15 Ağustos 2022

Yasemin kokardı tren istasyonları

Ağustos ayının dolunay öyküsü. Büyük tren istasyonlarında dolaşan hikâyelerden biri. Trenimizin kalkmasına daha vakit vardı, soğuk kahve ve sandviç almıştık. Kasada para üstü verenin Yasemin olduğunu bilmiyordum, tabii az sonra olacakları da...

Döne dolaşa yaşıyorum. Uzun zamandır böyle. Keyifsiz bir hayat. Yapmak istediğini yapamamak. İçinde büyüyen çocuğu doğuramamak. Devamlı büyümesi ve bunun bitmeyen ısdırabı. Evin neresi diyorlar. Evim yok. Avrupa’nın istasyonları benim evim. Bir istasyondan diğerine. İki ay orada, üç ay burada. 20 yaşımı Amsterdam tren istasyonunda kutlamıştım geçen temmuzda. Tabii ki yalnız başıma. Vitrinde ,“Eleman Aranıyor” ilanı gördüm mü, yapıştırıyorum. Amsterdam’dan sonra yolum önce Paris’e, sonra Londra’ya düştü. Tren yolculuklarını çoğu kaçak yapıyorum. İki kez yakalandım ama tatlı dille ve biraz işveyle çözdüm durumu, bileti kaybettiğime inandırdım kontrolörleri. Param olunca yapmıyorum böyle şeyler. Olmayınca mecbur. Ülkelerin de, dünya vatandaşlarına o kadarcık hizmeti oluversin.

Londra’da St Pancras Tren İstasyonu’nda indim ve işimi buldum. İstasyonun içindeki Paul isimli kafede. Baget sandviçlerine bayılırım zaten. Yemek , kahve bedava. Üstüne üstlük tam karşısında da bir piyano var. Yolculardan çalmasını bilenler, trenine binmeden önce oturup biraz çalıyor. Genellikle çalanlar acemi. Dükkanın hemen yanındaki tuvalete gitme bahanesiyle çıkıp dinliyorum güzel çalan olursa.
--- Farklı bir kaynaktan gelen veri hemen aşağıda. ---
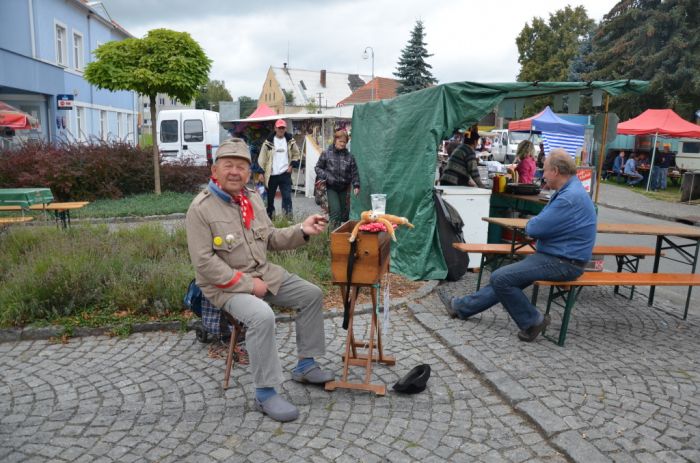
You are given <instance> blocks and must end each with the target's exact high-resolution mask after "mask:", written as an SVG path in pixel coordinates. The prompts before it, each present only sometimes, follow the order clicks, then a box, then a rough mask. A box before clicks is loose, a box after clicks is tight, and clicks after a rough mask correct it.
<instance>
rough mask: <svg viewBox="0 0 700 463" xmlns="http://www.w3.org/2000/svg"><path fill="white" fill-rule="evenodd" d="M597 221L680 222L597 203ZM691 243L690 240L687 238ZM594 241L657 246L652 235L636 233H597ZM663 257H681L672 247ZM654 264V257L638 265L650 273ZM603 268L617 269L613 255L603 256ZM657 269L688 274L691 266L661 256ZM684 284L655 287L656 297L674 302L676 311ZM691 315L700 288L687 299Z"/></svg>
mask: <svg viewBox="0 0 700 463" xmlns="http://www.w3.org/2000/svg"><path fill="white" fill-rule="evenodd" d="M598 221H599V222H611V223H640V224H666V225H679V224H678V223H677V222H669V221H665V220H659V219H654V218H651V217H647V216H644V215H641V214H637V213H634V212H627V211H621V210H619V209H612V208H607V207H605V206H600V205H599V206H598ZM688 242H690V241H688ZM596 244H600V245H618V246H622V245H635V246H649V247H656V237H655V236H638V235H616V234H609V233H601V234H598V237H597V240H596ZM666 256H667V257H671V258H676V259H680V257H679V255H678V253H677V252H676V251H673V250H668V251H666ZM653 264H654V259H653V258H646V259H644V260H642V262H641V263H640V266H639V271H640V272H651V271H652V267H653ZM605 269H606V270H610V271H615V270H616V269H617V266H616V263H615V258H614V257H606V258H605ZM659 271H661V272H672V273H688V272H690V266H688V265H686V264H683V263H680V262H675V261H672V260H670V259H663V258H662V259H661V263H660V264H659ZM641 290H642V292H643V293H645V294H647V293H648V288H641ZM687 292H688V288H687V287H675V286H669V287H658V288H656V295H657V296H656V297H663V298H664V299H667V300H669V301H671V302H672V303H673V305H675V306H678V308H679V312H681V311H682V310H683V307H685V300H686V296H687ZM689 313H694V314H696V315H697V314H700V290H698V289H697V288H696V289H695V290H694V291H693V293H692V297H691V302H690V312H689Z"/></svg>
Benim için hayat Almanya’nın küçük bir şehrinde başladı. Kuzeybatıda Herne diye bir yer. Ailem Yozgat’tan göç etmiş oraya, ben üçüncü kuşağım. Herne’de dolaşırsanız, bazı yerlerinde Yozgat’ta dolaşıyor gibi olursunuz. Dükkanların vitrininde ‘ağrısız sünnet yapılır’, ‘helal et bulunur’ diye Türkçe tabelalar vardır. Sokakta kafasında takke, yanında sıkı sıkıya örtünmüş bir kadın, gezinen çiftler, hele de bizim mahallede çoktur. Dedem ilk kuşak Almanya’ya gelen ‘gastarbeiter’lardan. Epey dindarmış. Evin içinde Yozgat’taki hayatını hiç değiştirmemiş. Annem Almanya doğumlu, ama bildim bileli hep kapalıydı. Babam da aynı köyden. Üç sene önce Yozgat’a gönderilmiştim, büyük teyzemin yanına. Olay sanki Herne’de bizim mahallede geçiyor gibiydi. İnsanların konuşması, oturup kalkması, hatta su istemesi bile aynı.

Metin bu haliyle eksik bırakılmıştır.